Net cash provided from operating activities rose $46.4 million from last year due in part to the increase in the sales of immediate annuities this year, the payment in 2002 of a legal settlement and an increase in 2002 in ceded reinsurance premiums. Net cash used for investing activities increased $73.3 million, largely due to the acquisition of GuideOne Life Insurance Company. Funds received from the sales, maturities and principal pay downs of investments totaled $522.9 million, a 22 percent increase from last year. Net cash provided from financing activities increased $33.4 million, primarily reflecting a net increase in policyholder contract deposits.

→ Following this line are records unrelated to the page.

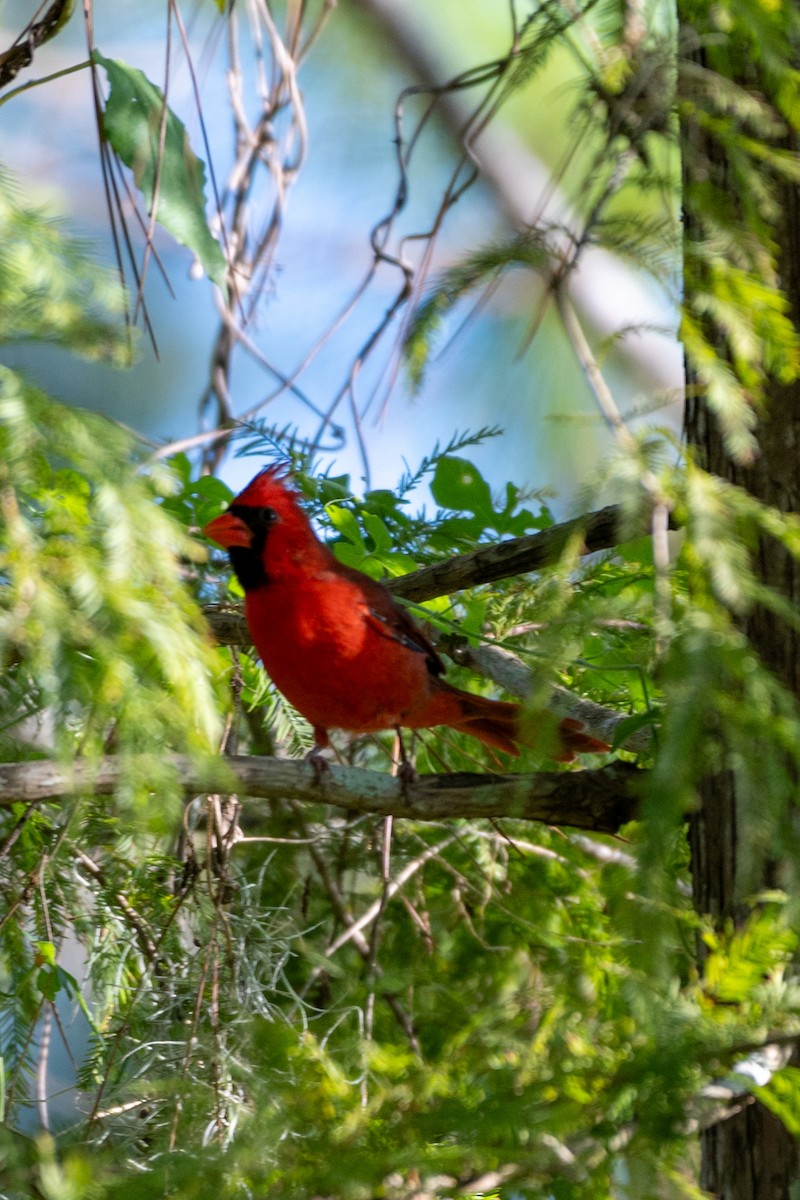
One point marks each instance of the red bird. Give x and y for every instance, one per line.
x=336, y=643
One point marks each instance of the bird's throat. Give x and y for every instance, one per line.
x=248, y=567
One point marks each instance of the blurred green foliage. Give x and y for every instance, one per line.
x=277, y=1002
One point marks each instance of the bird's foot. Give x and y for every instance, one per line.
x=320, y=766
x=408, y=778
x=405, y=772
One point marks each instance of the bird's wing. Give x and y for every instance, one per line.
x=389, y=619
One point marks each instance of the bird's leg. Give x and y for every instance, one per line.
x=405, y=772
x=314, y=755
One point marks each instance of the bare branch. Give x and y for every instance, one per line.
x=600, y=531
x=601, y=801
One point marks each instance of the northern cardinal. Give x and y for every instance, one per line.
x=336, y=643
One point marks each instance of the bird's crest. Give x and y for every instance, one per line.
x=271, y=489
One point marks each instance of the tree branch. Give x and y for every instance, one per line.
x=600, y=531
x=601, y=801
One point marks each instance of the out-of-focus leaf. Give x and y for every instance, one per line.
x=133, y=119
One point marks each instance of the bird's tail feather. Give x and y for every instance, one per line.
x=497, y=723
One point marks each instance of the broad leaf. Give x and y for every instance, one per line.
x=132, y=124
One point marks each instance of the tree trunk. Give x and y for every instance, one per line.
x=751, y=1156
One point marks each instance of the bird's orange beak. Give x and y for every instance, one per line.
x=228, y=531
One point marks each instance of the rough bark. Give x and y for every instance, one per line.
x=751, y=1156
x=601, y=801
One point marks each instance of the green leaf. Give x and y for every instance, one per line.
x=782, y=1097
x=458, y=485
x=344, y=521
x=132, y=124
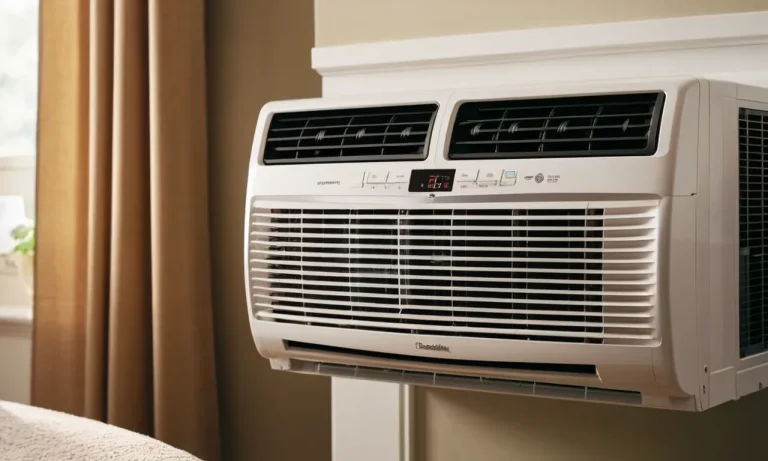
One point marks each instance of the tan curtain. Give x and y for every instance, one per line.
x=123, y=323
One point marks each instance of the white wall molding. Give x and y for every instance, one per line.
x=17, y=162
x=17, y=317
x=657, y=35
x=374, y=421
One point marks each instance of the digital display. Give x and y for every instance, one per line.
x=431, y=180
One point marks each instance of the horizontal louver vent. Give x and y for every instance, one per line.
x=579, y=126
x=563, y=274
x=371, y=134
x=753, y=231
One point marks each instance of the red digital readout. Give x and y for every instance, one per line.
x=439, y=182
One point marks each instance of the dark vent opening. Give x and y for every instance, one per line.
x=512, y=366
x=578, y=126
x=371, y=134
x=753, y=231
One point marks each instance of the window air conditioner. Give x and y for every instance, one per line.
x=599, y=241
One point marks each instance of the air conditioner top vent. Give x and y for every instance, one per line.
x=366, y=134
x=576, y=126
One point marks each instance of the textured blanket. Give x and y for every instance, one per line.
x=34, y=434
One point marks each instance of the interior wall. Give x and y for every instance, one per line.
x=457, y=425
x=340, y=22
x=257, y=50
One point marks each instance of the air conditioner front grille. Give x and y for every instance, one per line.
x=370, y=134
x=753, y=231
x=578, y=126
x=566, y=274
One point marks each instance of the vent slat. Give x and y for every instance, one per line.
x=462, y=311
x=753, y=232
x=442, y=318
x=566, y=274
x=367, y=134
x=464, y=329
x=578, y=126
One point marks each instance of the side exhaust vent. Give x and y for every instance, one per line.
x=578, y=126
x=367, y=134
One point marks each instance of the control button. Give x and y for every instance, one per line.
x=396, y=177
x=466, y=175
x=489, y=175
x=377, y=177
x=357, y=183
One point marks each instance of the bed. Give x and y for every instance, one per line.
x=35, y=434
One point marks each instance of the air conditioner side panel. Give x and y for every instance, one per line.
x=676, y=361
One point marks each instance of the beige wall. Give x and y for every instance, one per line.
x=460, y=426
x=256, y=51
x=339, y=22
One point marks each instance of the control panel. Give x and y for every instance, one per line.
x=437, y=180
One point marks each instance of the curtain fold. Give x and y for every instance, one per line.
x=123, y=319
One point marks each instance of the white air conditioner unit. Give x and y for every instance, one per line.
x=602, y=241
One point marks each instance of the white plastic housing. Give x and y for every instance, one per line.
x=687, y=191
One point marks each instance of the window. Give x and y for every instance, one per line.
x=18, y=76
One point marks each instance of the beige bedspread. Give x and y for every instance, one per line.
x=33, y=434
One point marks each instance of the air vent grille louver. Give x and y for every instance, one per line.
x=371, y=134
x=578, y=126
x=753, y=231
x=565, y=274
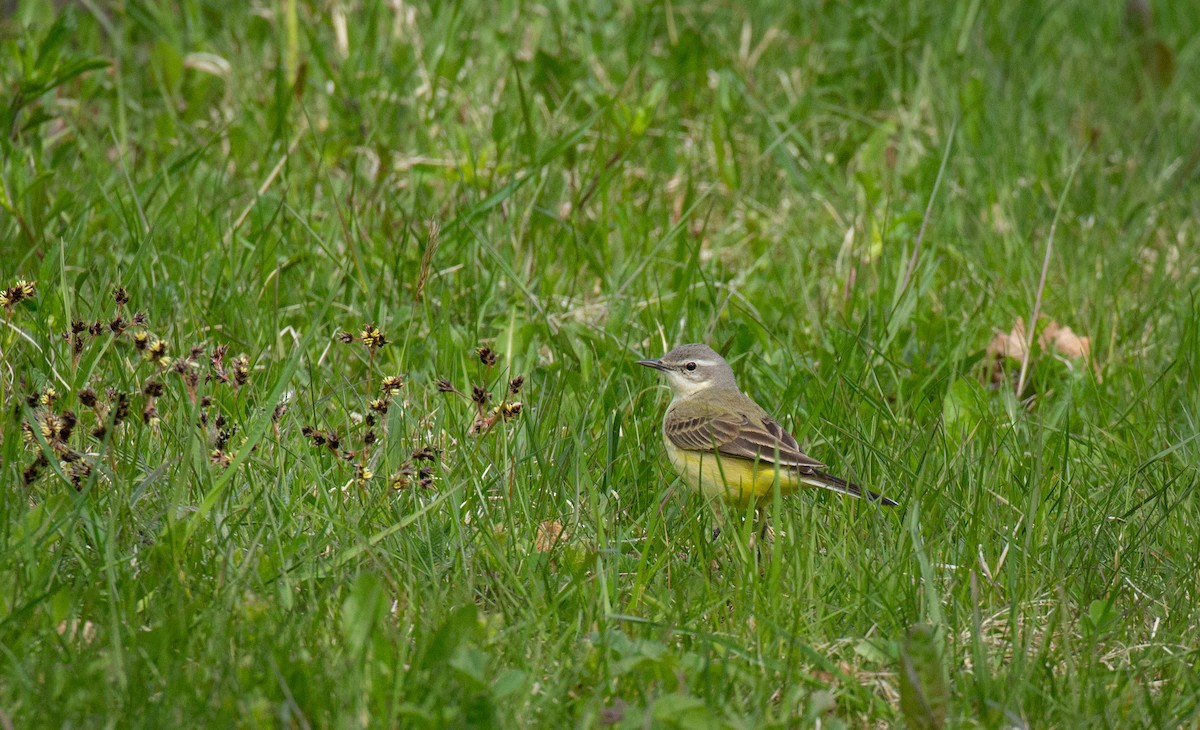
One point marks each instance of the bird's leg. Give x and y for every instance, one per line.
x=718, y=519
x=763, y=538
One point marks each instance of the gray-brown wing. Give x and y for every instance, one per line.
x=738, y=436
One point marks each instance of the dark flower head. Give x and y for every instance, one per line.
x=88, y=398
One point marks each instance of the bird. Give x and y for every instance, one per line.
x=725, y=446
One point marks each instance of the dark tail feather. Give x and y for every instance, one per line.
x=840, y=485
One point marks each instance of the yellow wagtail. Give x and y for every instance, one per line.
x=724, y=444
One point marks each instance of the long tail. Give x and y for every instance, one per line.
x=840, y=485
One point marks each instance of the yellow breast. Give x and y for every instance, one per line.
x=729, y=478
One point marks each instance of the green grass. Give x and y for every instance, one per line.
x=607, y=181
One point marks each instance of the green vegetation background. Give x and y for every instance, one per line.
x=607, y=179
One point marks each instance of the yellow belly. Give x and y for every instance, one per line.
x=729, y=478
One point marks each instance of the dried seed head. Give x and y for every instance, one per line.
x=88, y=398
x=156, y=349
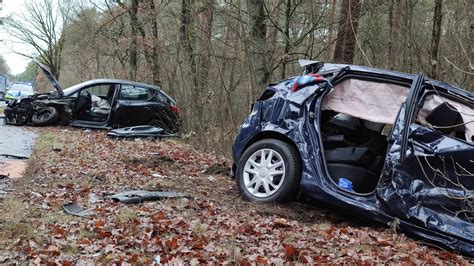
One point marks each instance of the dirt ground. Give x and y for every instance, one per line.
x=212, y=225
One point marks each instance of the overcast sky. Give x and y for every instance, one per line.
x=17, y=63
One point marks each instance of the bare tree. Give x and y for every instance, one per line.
x=471, y=44
x=435, y=37
x=331, y=19
x=259, y=71
x=395, y=15
x=134, y=27
x=42, y=26
x=347, y=32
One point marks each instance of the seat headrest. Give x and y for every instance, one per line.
x=444, y=118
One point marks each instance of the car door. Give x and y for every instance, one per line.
x=428, y=177
x=136, y=106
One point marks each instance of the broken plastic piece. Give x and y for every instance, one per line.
x=139, y=132
x=76, y=210
x=138, y=196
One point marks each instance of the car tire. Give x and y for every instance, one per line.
x=284, y=179
x=45, y=117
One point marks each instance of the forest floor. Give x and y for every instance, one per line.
x=212, y=225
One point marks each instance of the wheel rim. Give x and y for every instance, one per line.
x=264, y=173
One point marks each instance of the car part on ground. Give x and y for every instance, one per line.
x=387, y=146
x=139, y=196
x=76, y=210
x=140, y=132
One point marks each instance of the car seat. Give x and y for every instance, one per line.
x=444, y=118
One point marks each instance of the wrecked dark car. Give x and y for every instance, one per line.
x=391, y=147
x=101, y=103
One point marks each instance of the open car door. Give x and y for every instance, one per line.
x=428, y=179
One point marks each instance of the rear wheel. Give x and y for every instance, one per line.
x=269, y=171
x=45, y=117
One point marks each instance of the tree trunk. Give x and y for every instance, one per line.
x=332, y=17
x=205, y=20
x=184, y=32
x=154, y=53
x=133, y=53
x=396, y=15
x=435, y=37
x=257, y=31
x=346, y=36
x=471, y=45
x=286, y=49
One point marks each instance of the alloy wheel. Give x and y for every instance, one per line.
x=264, y=173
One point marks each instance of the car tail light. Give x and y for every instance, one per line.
x=175, y=109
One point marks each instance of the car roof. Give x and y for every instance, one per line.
x=71, y=90
x=118, y=81
x=328, y=68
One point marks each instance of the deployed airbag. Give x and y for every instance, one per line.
x=372, y=101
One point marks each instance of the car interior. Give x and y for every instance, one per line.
x=355, y=121
x=448, y=117
x=94, y=103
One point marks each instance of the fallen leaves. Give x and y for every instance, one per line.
x=214, y=227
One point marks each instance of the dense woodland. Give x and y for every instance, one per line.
x=216, y=56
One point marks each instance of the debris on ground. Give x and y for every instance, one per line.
x=140, y=132
x=139, y=196
x=215, y=227
x=76, y=210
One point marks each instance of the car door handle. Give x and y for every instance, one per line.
x=425, y=148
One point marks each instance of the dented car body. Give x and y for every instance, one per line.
x=391, y=147
x=100, y=103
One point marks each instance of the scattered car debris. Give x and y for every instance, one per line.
x=140, y=132
x=139, y=196
x=385, y=145
x=76, y=210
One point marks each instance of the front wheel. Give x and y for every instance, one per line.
x=269, y=171
x=45, y=117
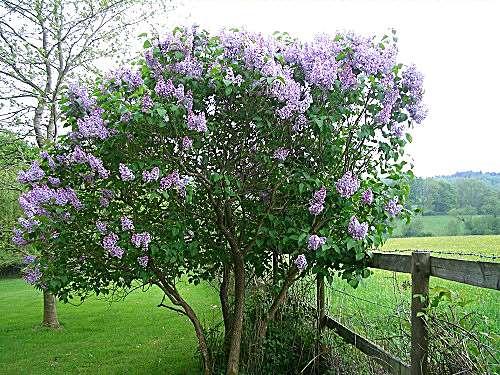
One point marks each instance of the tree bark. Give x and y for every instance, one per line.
x=233, y=361
x=225, y=306
x=49, y=310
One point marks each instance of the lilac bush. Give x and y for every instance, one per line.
x=218, y=153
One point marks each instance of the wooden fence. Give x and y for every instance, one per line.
x=421, y=265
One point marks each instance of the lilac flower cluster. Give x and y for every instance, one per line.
x=50, y=161
x=125, y=173
x=301, y=262
x=32, y=202
x=143, y=261
x=109, y=243
x=392, y=207
x=80, y=95
x=92, y=125
x=54, y=181
x=281, y=154
x=28, y=259
x=32, y=175
x=357, y=230
x=106, y=196
x=315, y=242
x=347, y=185
x=146, y=103
x=150, y=176
x=367, y=196
x=127, y=223
x=316, y=204
x=101, y=226
x=390, y=98
x=187, y=143
x=127, y=76
x=141, y=240
x=32, y=275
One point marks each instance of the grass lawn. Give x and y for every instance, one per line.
x=374, y=308
x=126, y=337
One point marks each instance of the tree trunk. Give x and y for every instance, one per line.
x=233, y=361
x=226, y=312
x=49, y=310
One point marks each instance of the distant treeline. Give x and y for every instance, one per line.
x=464, y=193
x=462, y=204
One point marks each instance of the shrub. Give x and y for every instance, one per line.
x=232, y=156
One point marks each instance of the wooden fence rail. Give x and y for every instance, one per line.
x=421, y=265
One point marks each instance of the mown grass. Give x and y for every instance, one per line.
x=132, y=336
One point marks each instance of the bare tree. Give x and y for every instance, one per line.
x=43, y=44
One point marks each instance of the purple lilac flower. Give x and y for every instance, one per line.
x=28, y=259
x=197, y=122
x=418, y=112
x=141, y=240
x=125, y=173
x=106, y=196
x=316, y=204
x=32, y=275
x=127, y=223
x=50, y=161
x=300, y=123
x=29, y=224
x=347, y=185
x=347, y=78
x=18, y=238
x=150, y=176
x=357, y=230
x=109, y=243
x=80, y=95
x=187, y=143
x=147, y=103
x=367, y=197
x=78, y=156
x=315, y=242
x=281, y=154
x=414, y=80
x=392, y=207
x=54, y=181
x=101, y=226
x=397, y=130
x=33, y=174
x=143, y=261
x=126, y=117
x=301, y=262
x=170, y=180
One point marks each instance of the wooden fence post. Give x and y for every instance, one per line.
x=420, y=272
x=320, y=311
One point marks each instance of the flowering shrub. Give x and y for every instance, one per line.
x=218, y=153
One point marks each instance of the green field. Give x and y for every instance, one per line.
x=379, y=305
x=437, y=225
x=128, y=337
x=136, y=337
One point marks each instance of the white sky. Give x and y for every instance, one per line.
x=456, y=44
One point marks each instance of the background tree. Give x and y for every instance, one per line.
x=43, y=44
x=237, y=156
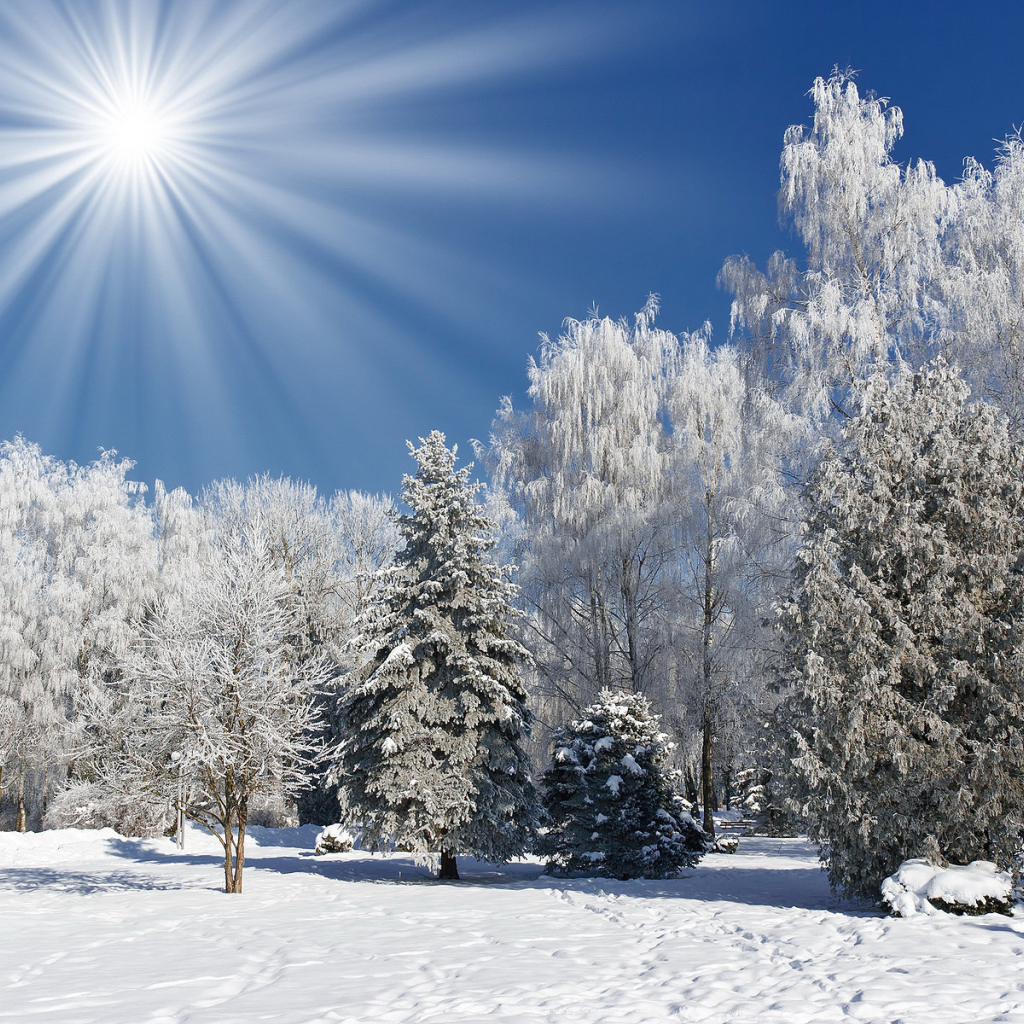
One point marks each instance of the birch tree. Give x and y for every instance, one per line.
x=224, y=708
x=586, y=466
x=731, y=440
x=871, y=232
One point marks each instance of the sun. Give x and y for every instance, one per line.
x=135, y=132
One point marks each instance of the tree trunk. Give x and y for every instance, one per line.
x=449, y=870
x=240, y=847
x=707, y=779
x=19, y=817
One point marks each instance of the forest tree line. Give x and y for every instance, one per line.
x=801, y=545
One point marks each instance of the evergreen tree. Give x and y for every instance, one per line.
x=610, y=799
x=437, y=715
x=902, y=634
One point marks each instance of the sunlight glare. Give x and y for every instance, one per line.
x=135, y=133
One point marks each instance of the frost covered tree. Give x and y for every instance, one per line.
x=78, y=568
x=587, y=468
x=897, y=265
x=902, y=637
x=730, y=440
x=437, y=714
x=610, y=800
x=861, y=298
x=222, y=704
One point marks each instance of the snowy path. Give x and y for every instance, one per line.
x=101, y=930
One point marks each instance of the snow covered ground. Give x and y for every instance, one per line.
x=95, y=928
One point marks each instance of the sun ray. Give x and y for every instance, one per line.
x=183, y=197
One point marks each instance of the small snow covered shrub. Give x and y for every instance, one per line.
x=609, y=797
x=920, y=887
x=334, y=839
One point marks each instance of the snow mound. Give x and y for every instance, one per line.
x=920, y=887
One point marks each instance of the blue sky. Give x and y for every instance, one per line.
x=246, y=237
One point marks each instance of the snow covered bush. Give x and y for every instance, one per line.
x=902, y=636
x=91, y=805
x=334, y=839
x=609, y=797
x=434, y=761
x=920, y=887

The Company’s consolidated assets topped the four billion dollar mark for the first time, as of June 30, 2003. Total assets grew more than $200 million or 5 percent since December 31, 2002, equaling $4.1 billion. The growth in assets was primarily driven by the increased value of fixed income investments due to lower interest rates and the sales growth in annuities and universal life insurance.

The Company invests in a variety of assets including bonds, preferred stocks, mortgage-backed securities, commercial mortgage loans and real estate. Additionally, the Company borrows short-term funds as a spread and liquidity strategy through its membership with the FHLB. The Company borrows from the FHLB and reinvests those funds at higher rates, thereby earning an interest spread on those funds. These activities also contribute significantly to the Company’s liquidity position by providing established lines of credit for borrowing and by adding high quality liquid securities that can be sold if liquidity is needed. At June 30, 2003, the Company had short-term borrowings with the FHLB totaling $95.0 million and total borrowings from all sources of $99.8 million.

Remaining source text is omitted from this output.